From tea tables made of old tyres to storage closets made of plastic bottles, the Marrakech climate talks were a study in how waste and natural products can be a source of art.

This was reflected in an exhibition hosted by the Holmarcon Group from November 7 to 18 inside what was dubbed the 'Innovations Zone'.

The tea table, dubbed the 'Green Tea Table', and the work of Samir Chaoui, offer tyres a second lease on life. The tyre is transformed from pollutant to an ecological decoration, seat and likely conversation piece.

Composed of a fully upholstered tyre, it is "dressed in an elegant wooden mosaic and decorated with a delicate Moroccan touch, with a solid-wood design base".

The storage closet, called 'Pet 1960' and created by Hicham El Madi, advances the discussion on waste valuation.

"This model is named PET 1960, a mix and composition between wood as a natural material and plastics. This piece of furniture gives a second life to the bottle..."

 

Featured piece 'La Releve'

 

Among the other pieces on show was a sculpture titled 'La Releve' that testifies to the magic of recycling and took its cue from the climate talks.

Made of recycled iron and fabric, the man in the image is said to represent Morocco as an ambassador of the environment.

"He holds an umbrella under which this event happens, symbolised by a woman representing environmental awareness. She is tendering a symbolic rose to present and especially future generations to take over and work for a better world," notes the description of the work done by Khalid Darnaoud.

 

Organic cotton handbag

 

There was also a handbag called 'Safia', made mostly of organic cotton. A creation of Kenza Bennani, "its lining is made of glass silk and its finishes in sfifa and braided cords are handmade in vegetal silk".
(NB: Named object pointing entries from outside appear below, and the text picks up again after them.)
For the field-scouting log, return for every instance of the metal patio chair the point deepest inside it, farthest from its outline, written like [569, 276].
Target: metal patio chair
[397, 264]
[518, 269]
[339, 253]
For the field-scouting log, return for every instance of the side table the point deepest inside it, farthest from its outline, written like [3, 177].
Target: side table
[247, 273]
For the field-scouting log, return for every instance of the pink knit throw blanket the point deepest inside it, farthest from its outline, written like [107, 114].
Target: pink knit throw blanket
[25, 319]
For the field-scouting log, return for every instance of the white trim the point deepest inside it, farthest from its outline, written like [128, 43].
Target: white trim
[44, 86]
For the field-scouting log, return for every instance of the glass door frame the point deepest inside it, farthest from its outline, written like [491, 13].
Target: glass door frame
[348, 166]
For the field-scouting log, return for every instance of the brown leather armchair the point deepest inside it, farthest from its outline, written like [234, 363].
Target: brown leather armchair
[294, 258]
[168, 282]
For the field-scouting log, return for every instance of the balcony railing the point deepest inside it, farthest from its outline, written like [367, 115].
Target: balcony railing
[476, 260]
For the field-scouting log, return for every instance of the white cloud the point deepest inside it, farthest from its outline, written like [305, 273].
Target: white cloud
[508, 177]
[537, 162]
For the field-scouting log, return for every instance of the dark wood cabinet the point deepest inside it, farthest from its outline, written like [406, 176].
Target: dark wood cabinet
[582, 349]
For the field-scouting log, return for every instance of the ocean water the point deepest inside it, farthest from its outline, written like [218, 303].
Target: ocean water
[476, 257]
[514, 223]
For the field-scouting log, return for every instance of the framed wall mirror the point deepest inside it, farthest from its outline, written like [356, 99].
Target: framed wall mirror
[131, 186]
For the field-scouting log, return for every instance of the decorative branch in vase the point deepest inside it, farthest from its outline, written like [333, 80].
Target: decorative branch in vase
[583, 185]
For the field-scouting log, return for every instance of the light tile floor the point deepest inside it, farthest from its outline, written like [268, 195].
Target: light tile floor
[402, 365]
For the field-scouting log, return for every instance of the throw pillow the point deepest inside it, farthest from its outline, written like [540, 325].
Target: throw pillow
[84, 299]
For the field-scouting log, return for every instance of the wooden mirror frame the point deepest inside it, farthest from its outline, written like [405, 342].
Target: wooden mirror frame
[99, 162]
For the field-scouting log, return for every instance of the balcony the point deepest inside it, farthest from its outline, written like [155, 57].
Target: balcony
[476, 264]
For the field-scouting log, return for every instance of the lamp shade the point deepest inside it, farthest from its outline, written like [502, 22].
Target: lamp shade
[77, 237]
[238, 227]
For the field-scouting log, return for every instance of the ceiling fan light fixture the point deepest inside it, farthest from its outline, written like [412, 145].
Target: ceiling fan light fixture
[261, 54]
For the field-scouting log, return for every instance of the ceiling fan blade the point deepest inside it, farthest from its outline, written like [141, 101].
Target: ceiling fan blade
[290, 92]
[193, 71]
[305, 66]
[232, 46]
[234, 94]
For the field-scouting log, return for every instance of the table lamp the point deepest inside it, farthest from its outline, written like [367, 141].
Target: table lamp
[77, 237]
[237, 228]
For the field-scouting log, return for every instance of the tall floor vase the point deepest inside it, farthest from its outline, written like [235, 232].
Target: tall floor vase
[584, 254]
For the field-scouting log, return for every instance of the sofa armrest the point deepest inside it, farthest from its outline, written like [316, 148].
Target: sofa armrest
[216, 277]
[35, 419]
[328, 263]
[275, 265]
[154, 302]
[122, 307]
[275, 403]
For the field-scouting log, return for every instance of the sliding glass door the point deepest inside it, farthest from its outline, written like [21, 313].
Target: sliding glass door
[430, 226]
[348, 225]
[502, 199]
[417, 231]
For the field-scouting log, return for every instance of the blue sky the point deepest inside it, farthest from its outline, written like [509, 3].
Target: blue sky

"The idea is to revisit the Berber flat pouch, generally made of embroidered leather, and apply symbolic embroidery to it on a fully eco-conscious approach," notes the description.

"The robustness of the embroidery supports the fabric and transforms it not only visually, but also in terms of sustainability."

There was also a set of vases titled 'JIDHR', done by Younes Duret as part of "how to bring industry and artisan together".

"These vases are designed with ecological intelligence. After use, screw your small bottle of mineral water to the base of the vase. Then, arrange in there a beautiful bouquet of flowers. The first vase evokes feminine curves decorated with floral patterns. The second, with vertical lines, is designed with two geometric shapes of Islamic inspiration" reads the description.

They are made from 3D printing from organic materials, cork, wood and cornstarch, packed in bioplastic.

The pieces were a part of 17 creations designed by Moroccan designers. And it was not only the works of art that reflected the eco-conscious spirit. The displays and reception counter were designed using a minimum of materials, while entry to the gallery heralded a world away from the hustle and bustle of the talks - and it wasn't by accident.